Another day I was doing a net check with Joe, an Australian visitor who is volunteering with the station for the spring and fall migration. We came around a corner and spotted a bundle of Juncos in a net and then both of us stood shocked to see, in the middle of them, a Sharp-shinned Hawk!  Joe started running like mad to get it out of the net and was like so happy to have his first Canadian raptor in his hand!  These little guys always make the funniest faces.

Along with us at the station there are also a variety of researchers, Kristin and Jordi were two of them!  I was lucky enough one morning (at like 5am!) to see them releasing the first bat they caught of the season!  Kristin is studying silver-haired bats (one of my favourite bat species), and let me take a close up of one!  Previously to this I'd only ever seen dead bats (through windfarm surveys I did) so it was nice to finally experience a live one.  Personally, I think silver-haired ones have the sweetest personalities of the bat family!

Along with bats and birds, I saw my very first herp of the season!  It turned out to be a melanistic gartersnake!  There aren't too many populations of these around, but Long Point is definitely a hot spot for them!

And then....It snowed again!!!

With the cold brought in another lack of birds through the area. Tree swallows stopped flying, as did the bats.  I felt bad for them all, coming this way to only be hit by yet another cold snap.  We did, however, still get some birds through our ground and jay traps that were really exciting to me!  The first one is the Eastern Towee.  If you've ever heard people telling you about "what birds say" when they sing, then you know it's incredibly difficult sometimes to get that out of your head.  I found this especially true of the Towee. Even now when I'm home I sometimes find myself walking around singing "Drink your teaaaaa!"

A second exciting bird we caught during the snow-blast was a Northern Flicker.  BUT!  This wasn't just any was an Integrate! I always knew flickers as being called "Northern Flicker", which they are, but you can also get much more specific.  In eastern Canada they are the subspecies Yellow-shafted Flicker (because the shaft of the feather is yellow!) where as in western Canada they are Red-shafted (you guessed it...because their feather shaft is red).  There are also some other differences between the two.  This one we caught (as seen below) has mostly yellow feathers, but a few of the primaries have an orange tint.  This means that somewhere down the gene pool, a yellow and red-shafted mated, creating a hybrid!

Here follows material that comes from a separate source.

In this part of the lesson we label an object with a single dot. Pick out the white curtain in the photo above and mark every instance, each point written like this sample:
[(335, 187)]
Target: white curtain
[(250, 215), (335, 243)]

 Walking around the property there were many other birds that could be heard such as red-breasted nuthatch, Canada Geese, Kingfishers, Tree Swallows, American Bitterns, Woodcocks, and more!!  Long Point really is such a magical place!

Red-breasted Nuthatch

Now...there are just a few more photos that I will be going through and posting in a Part 3 section.  Then I've gotten all the Long Point outta me....for now.